Paul is doing the right thing by pointing out that our mistakes in Iraq are more Cheney’s than Obama’s, but he is taking a big political risk. As Ben Domenech points out, “the real danger for Paul” is not the dog-eared isolationism card but “to be tagged as no different from an Obama-Kerry liberal.”

The charge is absurd, even in the most literal sense. Obama initiated a war in Libya with even less congressional input than Bush had on Iraq and which was, on a much smaller scale, a comparable fiasco. John Kerry, famously for it before he was against it, of course voted for the Iraq war.

But partisanship is what makes the world of politics go round, and for most Republicans it makes sense to pretend the surge retroactively saved the Iraq war and everything was fine until Obama pulled out the troops. (To the extent the surge actually did succeed—by creating conditions that allowed the U.S. to withdraw without humiliation and giving the Iraqi government a chance, however small—it wasn’t the success its supporters envisioned.)

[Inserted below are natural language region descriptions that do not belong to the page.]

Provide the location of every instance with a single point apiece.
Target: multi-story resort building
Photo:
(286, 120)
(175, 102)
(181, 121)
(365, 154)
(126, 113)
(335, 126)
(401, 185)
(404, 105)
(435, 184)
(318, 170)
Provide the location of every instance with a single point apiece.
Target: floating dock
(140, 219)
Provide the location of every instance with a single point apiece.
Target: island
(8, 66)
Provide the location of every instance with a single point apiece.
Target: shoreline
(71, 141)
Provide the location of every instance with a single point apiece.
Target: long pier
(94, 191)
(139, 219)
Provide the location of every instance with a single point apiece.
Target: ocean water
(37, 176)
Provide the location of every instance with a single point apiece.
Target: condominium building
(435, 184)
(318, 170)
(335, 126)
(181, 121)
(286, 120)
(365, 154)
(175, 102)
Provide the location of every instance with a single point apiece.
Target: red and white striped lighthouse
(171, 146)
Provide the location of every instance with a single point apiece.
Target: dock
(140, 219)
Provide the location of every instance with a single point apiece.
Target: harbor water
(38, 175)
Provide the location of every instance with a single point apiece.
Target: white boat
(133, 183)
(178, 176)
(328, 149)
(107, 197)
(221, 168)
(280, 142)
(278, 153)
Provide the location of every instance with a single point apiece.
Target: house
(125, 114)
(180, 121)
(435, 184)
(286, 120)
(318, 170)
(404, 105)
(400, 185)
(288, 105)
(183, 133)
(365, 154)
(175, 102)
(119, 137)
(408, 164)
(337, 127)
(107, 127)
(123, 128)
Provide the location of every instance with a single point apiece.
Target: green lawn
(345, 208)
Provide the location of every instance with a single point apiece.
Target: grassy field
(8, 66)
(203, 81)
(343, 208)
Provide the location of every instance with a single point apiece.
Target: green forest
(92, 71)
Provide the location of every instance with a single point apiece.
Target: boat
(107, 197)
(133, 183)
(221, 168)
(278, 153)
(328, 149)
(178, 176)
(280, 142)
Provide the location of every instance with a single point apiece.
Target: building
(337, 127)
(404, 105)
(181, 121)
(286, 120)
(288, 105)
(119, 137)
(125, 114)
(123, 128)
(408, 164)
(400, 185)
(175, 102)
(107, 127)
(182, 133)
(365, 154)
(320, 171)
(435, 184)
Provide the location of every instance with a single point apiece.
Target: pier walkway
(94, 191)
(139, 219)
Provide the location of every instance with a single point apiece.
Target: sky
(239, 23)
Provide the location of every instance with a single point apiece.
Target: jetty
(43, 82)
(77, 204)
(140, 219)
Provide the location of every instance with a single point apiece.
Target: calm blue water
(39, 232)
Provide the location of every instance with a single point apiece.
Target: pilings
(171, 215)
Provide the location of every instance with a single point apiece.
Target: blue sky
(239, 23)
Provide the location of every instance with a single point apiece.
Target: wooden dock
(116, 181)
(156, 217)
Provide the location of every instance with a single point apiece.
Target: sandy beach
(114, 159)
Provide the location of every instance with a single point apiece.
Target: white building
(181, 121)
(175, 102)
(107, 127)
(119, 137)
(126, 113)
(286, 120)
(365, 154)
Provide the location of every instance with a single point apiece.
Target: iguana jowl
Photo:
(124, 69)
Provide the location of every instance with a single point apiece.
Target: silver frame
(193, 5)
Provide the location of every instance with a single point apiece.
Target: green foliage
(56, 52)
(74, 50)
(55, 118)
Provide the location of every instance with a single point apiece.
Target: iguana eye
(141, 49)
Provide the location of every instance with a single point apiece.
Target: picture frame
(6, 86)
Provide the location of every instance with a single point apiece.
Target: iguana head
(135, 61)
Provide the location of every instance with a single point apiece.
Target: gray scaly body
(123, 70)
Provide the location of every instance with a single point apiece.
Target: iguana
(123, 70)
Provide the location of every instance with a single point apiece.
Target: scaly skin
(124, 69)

Paul has worked hard to make anti-interventionist arguments accessible to the Republican base while also differentiating himself from the neoconservative caricature of a functional pacifist (even if the latter sometimes annoys his foreign-policy allies).

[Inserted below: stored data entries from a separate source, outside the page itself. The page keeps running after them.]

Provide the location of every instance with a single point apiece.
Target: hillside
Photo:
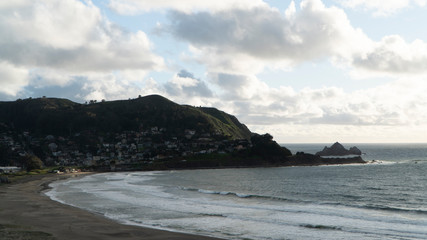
(43, 116)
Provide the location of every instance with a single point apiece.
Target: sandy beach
(26, 213)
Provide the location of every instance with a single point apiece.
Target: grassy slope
(63, 117)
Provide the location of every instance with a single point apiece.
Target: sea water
(385, 200)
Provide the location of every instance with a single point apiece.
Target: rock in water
(338, 150)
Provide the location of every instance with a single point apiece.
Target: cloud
(132, 7)
(263, 36)
(67, 38)
(12, 78)
(246, 41)
(184, 84)
(379, 8)
(394, 56)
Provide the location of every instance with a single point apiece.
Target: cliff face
(63, 117)
(338, 150)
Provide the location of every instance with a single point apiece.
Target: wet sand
(26, 213)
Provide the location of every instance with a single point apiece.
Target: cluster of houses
(127, 147)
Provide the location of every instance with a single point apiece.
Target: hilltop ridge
(63, 117)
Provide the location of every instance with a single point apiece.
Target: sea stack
(338, 150)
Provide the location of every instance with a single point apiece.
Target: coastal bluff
(337, 149)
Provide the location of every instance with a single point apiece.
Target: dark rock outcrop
(306, 159)
(338, 150)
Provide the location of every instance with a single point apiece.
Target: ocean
(386, 199)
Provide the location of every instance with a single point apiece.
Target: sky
(305, 71)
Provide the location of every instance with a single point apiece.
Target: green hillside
(64, 117)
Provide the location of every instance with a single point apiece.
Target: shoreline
(27, 213)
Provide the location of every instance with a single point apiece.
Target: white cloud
(246, 41)
(393, 56)
(381, 8)
(231, 39)
(12, 78)
(131, 7)
(56, 39)
(186, 86)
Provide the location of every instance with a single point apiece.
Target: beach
(26, 213)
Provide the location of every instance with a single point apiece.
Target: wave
(394, 209)
(242, 195)
(321, 227)
(274, 198)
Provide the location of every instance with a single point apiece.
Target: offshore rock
(338, 150)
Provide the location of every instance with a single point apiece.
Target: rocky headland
(337, 149)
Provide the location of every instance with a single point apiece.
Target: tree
(31, 162)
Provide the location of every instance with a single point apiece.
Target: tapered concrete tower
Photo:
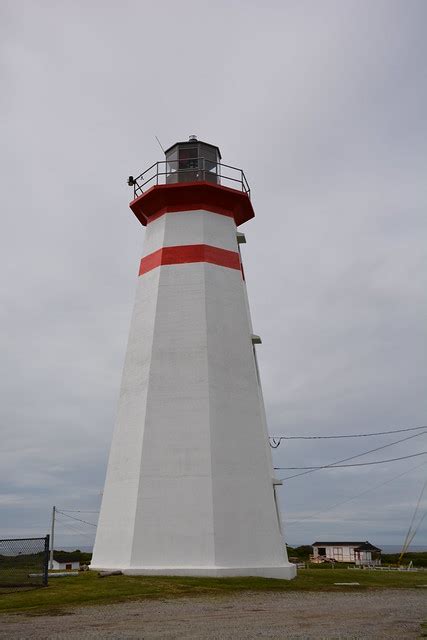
(190, 487)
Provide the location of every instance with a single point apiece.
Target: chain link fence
(23, 563)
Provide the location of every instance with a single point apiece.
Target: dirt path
(388, 614)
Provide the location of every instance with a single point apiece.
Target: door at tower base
(190, 483)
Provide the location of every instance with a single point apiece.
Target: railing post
(46, 561)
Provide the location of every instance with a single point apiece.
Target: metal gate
(23, 563)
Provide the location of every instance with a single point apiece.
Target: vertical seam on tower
(205, 267)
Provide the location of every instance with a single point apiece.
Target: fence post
(46, 560)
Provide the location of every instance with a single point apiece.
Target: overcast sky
(323, 103)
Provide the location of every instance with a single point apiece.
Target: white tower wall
(189, 487)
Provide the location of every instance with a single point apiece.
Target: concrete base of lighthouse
(190, 486)
(285, 572)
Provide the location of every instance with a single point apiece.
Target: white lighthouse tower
(190, 486)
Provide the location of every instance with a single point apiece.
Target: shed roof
(362, 546)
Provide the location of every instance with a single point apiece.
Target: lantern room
(193, 161)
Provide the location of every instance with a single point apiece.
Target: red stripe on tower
(186, 254)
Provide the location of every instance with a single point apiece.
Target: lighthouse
(190, 487)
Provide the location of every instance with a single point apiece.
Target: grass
(88, 589)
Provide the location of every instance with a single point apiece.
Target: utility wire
(77, 511)
(408, 537)
(338, 504)
(359, 455)
(277, 439)
(356, 464)
(338, 462)
(74, 518)
(69, 526)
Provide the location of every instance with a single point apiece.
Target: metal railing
(23, 563)
(190, 170)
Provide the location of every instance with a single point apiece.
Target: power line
(77, 511)
(69, 526)
(357, 464)
(276, 440)
(78, 519)
(338, 462)
(338, 504)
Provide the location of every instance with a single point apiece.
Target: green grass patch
(88, 589)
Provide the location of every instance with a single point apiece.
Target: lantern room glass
(192, 162)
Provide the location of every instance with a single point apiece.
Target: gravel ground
(391, 614)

Paul has also joined the debate over Ronald Reagan’s legacy, not because Reagan was a noninterventionist but because Republican presidents like him—from Eisenhower to Bush 41—received advice from a more diverse set of foreign-policy voices than dominate GOP circles today and did not always listen to the most hawkish among them.

It’s a winnable debate, but Rand Paul like the United States cannot go it alone.

W. James Antle III is editor of the Daily Caller News Foundation and author of Devouring Freedom: Can Big Government Ever Be Stopped?